Integrity in scientific publication
School of Dentistry, São Paulo State University (UNESP - Univ Estadual Paulista), São José dos Campos, São Paulo State, Brazil
Correspondence to Correspondence to: Sigmar de Mello Rode Faculdade de Odontologia de São José dos Campos, UNESP Av. Engenheiro Francisco José Longo, 777 São José dos Campos, SP, 12201-970, Brasil Phone: +55 12 3921 8166. Fax: +55 12 3921 2036 Email: firstname.lastname@example.org.
Each and every scientific journal is concerned about the possibility of publishing papers that contain manipulation or fabrication of data, which generates false premises. Moreover, the unreferenced copying of data or text from other authors and dual publication are unacceptable.
Plagiarism comprises appropriation of the work, ideas, or words without proper acknowledgment, whereas self-plagiarism is the duplicate publication of an article in more than one journal. Plagiarism is a ghost that haunts editors of scientific journals. Because of the exponential increase of scientific article production, it is really hard to detect precisely such misconduct. In addition, the same digital media that facilitates the wrongful appropriation by "copy/paste" is essential to compare texts and to verify the fraud.
The instructions to the authors of each journal must be clear regarding such misconducts. There is no doubt that the work of a reliable reviewer may minimize the problem but does not eliminate it, especially because the pressure for publication makes plagiarism more and more frequent, particularly, but not only, among inexperienced authors.
In 2010, The Singapore Statement on Research Integrity was published. It states that: "the value and benefits of research are vitally dependent on the integrity of research. While there can be and are national and disciplinary differences in the way research is organized and conducted, there are also principles and professional responsibilities that are fundamental to the integrity of research wherever it is undertaken" (http://www.singaporestatement.org/statement.html).
Furthermore, it is noteworthy the work of The Committee on Publication Ethics (COPE), which comprises a forum for editors and publishers of peer-reviewed journals to discuss all aspects of publication ethics (http://publicationethics.org). COPE advises editors on how to handle cases of research and publication misconduct, and also provides detailed flowcharts on how to manage issues of potential ethical breaches.

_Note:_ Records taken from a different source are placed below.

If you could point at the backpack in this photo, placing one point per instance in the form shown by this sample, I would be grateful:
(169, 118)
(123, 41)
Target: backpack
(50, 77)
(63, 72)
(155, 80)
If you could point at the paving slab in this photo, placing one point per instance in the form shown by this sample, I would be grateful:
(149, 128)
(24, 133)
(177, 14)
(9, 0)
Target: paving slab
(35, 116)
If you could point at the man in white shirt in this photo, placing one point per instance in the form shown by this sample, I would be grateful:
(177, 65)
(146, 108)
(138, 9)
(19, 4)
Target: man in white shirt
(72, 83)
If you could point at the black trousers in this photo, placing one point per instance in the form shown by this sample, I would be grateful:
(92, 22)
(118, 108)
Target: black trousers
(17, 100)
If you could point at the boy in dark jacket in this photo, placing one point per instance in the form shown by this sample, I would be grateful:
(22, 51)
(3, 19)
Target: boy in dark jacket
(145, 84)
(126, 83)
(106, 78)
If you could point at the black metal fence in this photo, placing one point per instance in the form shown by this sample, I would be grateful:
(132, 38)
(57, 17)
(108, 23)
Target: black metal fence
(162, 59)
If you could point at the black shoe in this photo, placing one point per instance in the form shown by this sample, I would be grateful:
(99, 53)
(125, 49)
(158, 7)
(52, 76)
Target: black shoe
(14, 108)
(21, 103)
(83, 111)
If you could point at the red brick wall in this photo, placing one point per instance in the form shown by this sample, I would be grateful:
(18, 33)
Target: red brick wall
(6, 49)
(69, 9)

Prominent universities and research institutions are facing the problem, and together with professional entities and governmental organs should create groups, committees, and associations to control and judge future cases of misconduct. Common sense and ethical behavior in scientific research and publication should always guide the researcher to avoid misconduct or even the production of irrelevant studies that only aim at increasing the number of publications.
Received: April 3, 2011.
Accepted: April 5, 2011.
Full paper published online: May 31, 2011.